Never the damn truth.

He wasn't a pawn.

He wasn't a mistake.

And he sure as hell wasn't going to be left in the dark.

"Then show me," he said. "You said I'm part of this. Prove it."

The echo hesitated for a second, as if… contemplating.

Then her hand extended.

From the altar, a shard lifted into the air—a crystal, coin-sized, pulsing with dim white light.

"This contains the first fragment of your sealed memory. A piece of the forgotten Kael. But be warned… memory is pain."

Kael reached forward.

And grabbed it.

The moment his fingers closed around the shard—reality broke.

The chamber vanished.

He was somewhere else.

A battlefield.

Ancient. Broken.

Skies blackened. Towers burning. Ash falling like snow.

Soldiers in obsidian armor clashed with cloaked figures wreathed in light. Magic screamed across the earth. Thunder cracked open the sky.

And at the heart of it all—Kael stood.

Not this Kael.

Another.

His blade—longer, older, etched with runes—dripped crimson. His eyes didn't glow with rage, but something colder.

Betrayal.

Twelve silhouettes stood behind him—powerful, divine, forgotten. One of them stepped forward—a woman with silver hair and a voice like snow.

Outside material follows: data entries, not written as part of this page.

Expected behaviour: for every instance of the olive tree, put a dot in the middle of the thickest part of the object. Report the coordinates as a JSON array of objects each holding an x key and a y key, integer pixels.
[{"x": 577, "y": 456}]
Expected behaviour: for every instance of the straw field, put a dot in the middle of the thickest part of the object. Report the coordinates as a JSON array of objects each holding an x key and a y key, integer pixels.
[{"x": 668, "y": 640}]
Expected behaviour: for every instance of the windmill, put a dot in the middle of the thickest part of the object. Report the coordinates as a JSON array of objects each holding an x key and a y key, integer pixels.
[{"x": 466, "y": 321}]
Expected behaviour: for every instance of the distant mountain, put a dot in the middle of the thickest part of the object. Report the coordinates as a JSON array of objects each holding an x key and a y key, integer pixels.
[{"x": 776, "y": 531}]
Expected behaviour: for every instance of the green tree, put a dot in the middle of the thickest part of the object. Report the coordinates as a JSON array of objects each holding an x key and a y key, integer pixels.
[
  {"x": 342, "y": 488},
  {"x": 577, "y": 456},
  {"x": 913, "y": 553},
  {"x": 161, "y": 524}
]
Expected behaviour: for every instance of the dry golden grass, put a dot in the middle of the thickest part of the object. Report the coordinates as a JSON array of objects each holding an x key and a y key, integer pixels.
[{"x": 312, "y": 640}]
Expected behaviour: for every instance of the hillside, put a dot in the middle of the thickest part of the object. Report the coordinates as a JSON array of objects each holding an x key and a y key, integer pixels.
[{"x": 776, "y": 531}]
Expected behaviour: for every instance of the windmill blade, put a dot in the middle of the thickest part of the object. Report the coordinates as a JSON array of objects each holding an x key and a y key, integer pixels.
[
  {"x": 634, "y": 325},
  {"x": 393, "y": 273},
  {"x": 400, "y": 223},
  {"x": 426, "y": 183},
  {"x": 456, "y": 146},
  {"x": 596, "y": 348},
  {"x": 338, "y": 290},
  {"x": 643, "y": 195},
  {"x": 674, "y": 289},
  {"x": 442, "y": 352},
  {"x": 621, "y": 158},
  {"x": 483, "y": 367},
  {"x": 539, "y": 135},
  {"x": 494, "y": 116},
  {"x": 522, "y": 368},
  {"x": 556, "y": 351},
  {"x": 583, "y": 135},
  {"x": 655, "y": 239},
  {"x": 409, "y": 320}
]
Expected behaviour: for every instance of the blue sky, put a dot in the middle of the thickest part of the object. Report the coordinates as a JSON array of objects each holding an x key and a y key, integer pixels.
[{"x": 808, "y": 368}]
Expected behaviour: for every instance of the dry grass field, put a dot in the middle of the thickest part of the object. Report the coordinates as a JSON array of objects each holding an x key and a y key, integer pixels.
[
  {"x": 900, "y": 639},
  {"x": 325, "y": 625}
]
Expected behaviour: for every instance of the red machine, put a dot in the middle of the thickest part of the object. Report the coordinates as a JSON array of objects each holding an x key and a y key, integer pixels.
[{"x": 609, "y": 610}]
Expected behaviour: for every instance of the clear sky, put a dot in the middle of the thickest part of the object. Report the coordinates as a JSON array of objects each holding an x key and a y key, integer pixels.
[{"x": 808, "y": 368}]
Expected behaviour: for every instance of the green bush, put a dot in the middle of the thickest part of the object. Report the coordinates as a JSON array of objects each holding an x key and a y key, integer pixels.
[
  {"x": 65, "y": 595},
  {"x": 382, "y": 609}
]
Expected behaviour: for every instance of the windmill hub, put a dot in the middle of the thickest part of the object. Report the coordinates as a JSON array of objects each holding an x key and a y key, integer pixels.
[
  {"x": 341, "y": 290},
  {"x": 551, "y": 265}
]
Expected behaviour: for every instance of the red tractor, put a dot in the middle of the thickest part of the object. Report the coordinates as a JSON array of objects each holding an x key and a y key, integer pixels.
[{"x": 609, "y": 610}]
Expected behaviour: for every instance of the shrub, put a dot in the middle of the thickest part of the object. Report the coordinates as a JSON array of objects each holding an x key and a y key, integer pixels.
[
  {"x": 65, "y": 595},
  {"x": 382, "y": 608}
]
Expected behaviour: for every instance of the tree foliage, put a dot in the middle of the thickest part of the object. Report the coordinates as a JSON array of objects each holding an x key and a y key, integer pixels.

"Kael… don't forget who you are."

And then—

Darkness.

Kael collapsed in the chamber, coughing, gasping. Sweat slicked his back. His chest heaved like he'd just sprinted through fire.

The echo's voice returned, softer now.

"You were the thirteenth. The unbound."

"And they erased you."

Kael's hands trembled.

Thirteen.

The thirteenth…

That's why he didn't fit. That's why the world kept trying to bend him back into something he wasn't.

Because he'd been broken apart. Fractured. And hidden from himself.

He stood slowly, legs unsteady.

One memory. Just one.

But it was enough to know this wasn't just a second chance.

It was a reclamation.

"I'll find the rest," he said, each word carved in iron.

"Then beware," the echo whispered, fading. "You are not the only one gathering the fragments. Others seek the truth… to use it."

Kael turned.

The exit yawned ahead—dark and waiting.

But this time, his shadow stretched long behind him.

Like a blade.

Drawn and ready.

If the past was hunting him…

He'd carve his own path straight through it.